Stefan Anderson is principal at Tring Park School for the Performing Arts, an independent school that specialises in dance, drama, musical theatre and music education for ages 8-18.
What challenges do you face leading a specialist arts school?
It's balancing the demands of the performing arts training with the academic side of the school. In a place like this, trying to make sure one has an overview of all the different myriads of education going on at the school, as well as the pastoral side of things. We're not a one specialism school. There are specialist music schools and specialist dance schools that do academic work as well, but we have four disciplines: dance, drama, musical theatre and commercial music and we have the academic side of things. Because we're a boarding school this is also, for many weeks of the year, students' home and we are in effect their parents.
Your teachers come from a range of backgrounds – many having worked in the arts industries – how do you ensure that they're all on the same page?
I trust my directors to lead their departments in an appropriate way. Each area – dance, drama and so on – is headed by a director. Inevitably there are things that one has to get involved in that perhaps one would rather not, but my philosophy is to to let the people leading those departments do their jobs. When I was a teacher I appreciated my managers saying, "ok we trust you to get on with things". Of course you'll need to steer people, but I'm not a dance specialist, for example, so I'm not the person who should dictate what the curriculum should look like in that area.
Do you feel that arts subjects such as music are recognised as academically rigorous?
A lot of people do not consider music to be, but as someone who has taught A-level music for more years than I care to remember, I can say it is an academic subject. There is a practical side to it, but it is academic too. One of the expressions of our former director of academic studies is, "a well-educated performer makes for a better performer". You don't have to be the world's greatest mathematician to be a performer, but having a good, rounded education makes you more versatile. Someone who has had to think, explore, and study things outside of the performing arts is better. It's the thoughtfulness that performers bring to the role that matters.
Are you concerned by the exclusion of arts subjects from the Ebacc measure?
I went to a school in Canada where the arts were strong, but mostly an extra-curricular thing. It is possible to turn out people with performing arts careers who do their training in that way, but music, drama and dance can enrich people's lives even if they're not going to pursue them as a career.

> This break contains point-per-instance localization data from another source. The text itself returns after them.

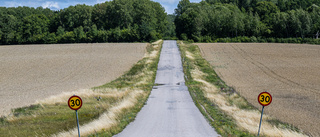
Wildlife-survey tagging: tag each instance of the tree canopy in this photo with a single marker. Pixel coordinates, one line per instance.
(112, 21)
(146, 20)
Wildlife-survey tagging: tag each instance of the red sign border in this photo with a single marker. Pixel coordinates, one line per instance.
(70, 99)
(270, 98)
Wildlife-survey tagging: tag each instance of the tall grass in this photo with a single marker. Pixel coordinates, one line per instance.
(106, 109)
(229, 113)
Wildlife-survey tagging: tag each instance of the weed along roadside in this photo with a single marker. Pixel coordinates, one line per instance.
(229, 113)
(106, 109)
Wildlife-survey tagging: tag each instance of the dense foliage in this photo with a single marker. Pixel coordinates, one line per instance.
(296, 21)
(251, 20)
(112, 21)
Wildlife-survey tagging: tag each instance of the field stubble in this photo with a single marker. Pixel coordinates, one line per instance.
(290, 72)
(34, 72)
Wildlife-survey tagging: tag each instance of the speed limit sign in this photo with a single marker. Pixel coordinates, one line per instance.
(75, 102)
(264, 98)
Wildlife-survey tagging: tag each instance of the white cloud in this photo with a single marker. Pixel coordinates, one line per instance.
(50, 4)
(169, 1)
(12, 4)
(101, 1)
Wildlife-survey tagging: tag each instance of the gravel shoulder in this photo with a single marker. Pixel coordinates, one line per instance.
(170, 110)
(33, 72)
(290, 72)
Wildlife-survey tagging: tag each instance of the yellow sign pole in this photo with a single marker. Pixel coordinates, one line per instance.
(75, 103)
(264, 99)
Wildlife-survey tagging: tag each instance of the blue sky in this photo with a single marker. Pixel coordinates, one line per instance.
(169, 5)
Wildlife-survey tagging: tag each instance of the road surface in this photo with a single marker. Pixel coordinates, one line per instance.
(170, 111)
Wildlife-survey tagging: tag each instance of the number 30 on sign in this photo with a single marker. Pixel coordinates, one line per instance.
(75, 102)
(264, 98)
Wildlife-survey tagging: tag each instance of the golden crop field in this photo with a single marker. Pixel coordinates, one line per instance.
(33, 72)
(290, 72)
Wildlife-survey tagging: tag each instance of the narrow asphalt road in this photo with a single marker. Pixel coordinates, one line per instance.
(170, 111)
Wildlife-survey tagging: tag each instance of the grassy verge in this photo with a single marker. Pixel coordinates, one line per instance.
(229, 113)
(106, 109)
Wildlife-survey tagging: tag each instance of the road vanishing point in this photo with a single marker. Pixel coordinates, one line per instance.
(170, 110)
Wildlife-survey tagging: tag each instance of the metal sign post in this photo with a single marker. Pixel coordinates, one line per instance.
(264, 99)
(78, 122)
(260, 120)
(75, 103)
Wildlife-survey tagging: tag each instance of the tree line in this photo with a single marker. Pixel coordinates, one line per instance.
(112, 21)
(296, 21)
(248, 20)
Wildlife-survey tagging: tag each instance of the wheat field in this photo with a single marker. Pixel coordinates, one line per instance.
(33, 72)
(290, 72)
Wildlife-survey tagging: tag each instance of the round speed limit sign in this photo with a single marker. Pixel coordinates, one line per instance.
(264, 98)
(75, 102)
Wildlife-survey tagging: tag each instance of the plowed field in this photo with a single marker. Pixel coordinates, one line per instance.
(290, 72)
(34, 72)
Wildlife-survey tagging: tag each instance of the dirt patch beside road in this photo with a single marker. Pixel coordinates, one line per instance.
(33, 72)
(290, 72)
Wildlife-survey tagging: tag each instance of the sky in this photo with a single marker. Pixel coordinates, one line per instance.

If you rely on extra-curricular activities to provide access to the arts, then cost can be a barrier too – particularly in music where you've got to buy a piano to practise on, or pay for one-to-one lessons. Interestingly, at Tring Park, we have students from a whole range of economic backgrounds studying dance. Unlike music, you don't have to buy an instrument and you can have group lessons rather than individual ones.
Although our fees are similar to fees of independent boarding schools, where we differ is that we get a significant amount of funding for scholarships from the government through the department for education and the music and dance scheme at post-16 level. We also subsidise very heavily through school scholarships in musical theatre and drama.
One of your former students, Ella Henderson, made it to the final of the X-Factor. Are talent competitions helping raise the profile of the performing arts?
Programmes like Strictly and X-Factor have certainly made those arts more popular and accessible to a wider audience, which is terrific. But to be truthful, I think there's sometimes a danger that younger people – or for that matter, older people who are nurturing younger people – think that you can become successful overnight and just get your 15 minutes of fame. There are young people who end up being very disappointed when they realise that, actually, to be succesful you have to put in hours and hours of training. There have been lots of musicians, Benjamin Britten, for example, who when asked what is the secret of their success, replied: "90% perspiration, and 10% inspiration." There's a lot of truth in that.
How can we counter the "15 minutes of fame" effect?
You've got to have a proper programme of music or dance where you expose children to those disciplines in a methodical and serious way. It can't just be a surface approach where they study music for 20 mins every two weeks, because you can't really get any taste for a discipline in that sort of time.
For the teachers that I know in the maintained sector who are teaching drama, dance or music there's a lot of variation. I know some teachers who have a great deal to give but feel frustrated by the time constraints – others are doing fantastic work because their head supports the arts.
What advice do you have for teachers who aspire to work in a leadership position at a specialist arts school?
On the way to that position, do as much as you can creatively. And don't be afraid, as I was, to move out of your comfort zone. Perhaps the more logical step for me, as a former director of music would have been to lead a specialist music school. I came to a school that specialises in dance as well, about which I know virtually nothing – I think I'd seen Nutcracker twice as a kid. But I found it incredibly interesting to move into something that's similar but not my own speciality. You can get very locked into your own discipline.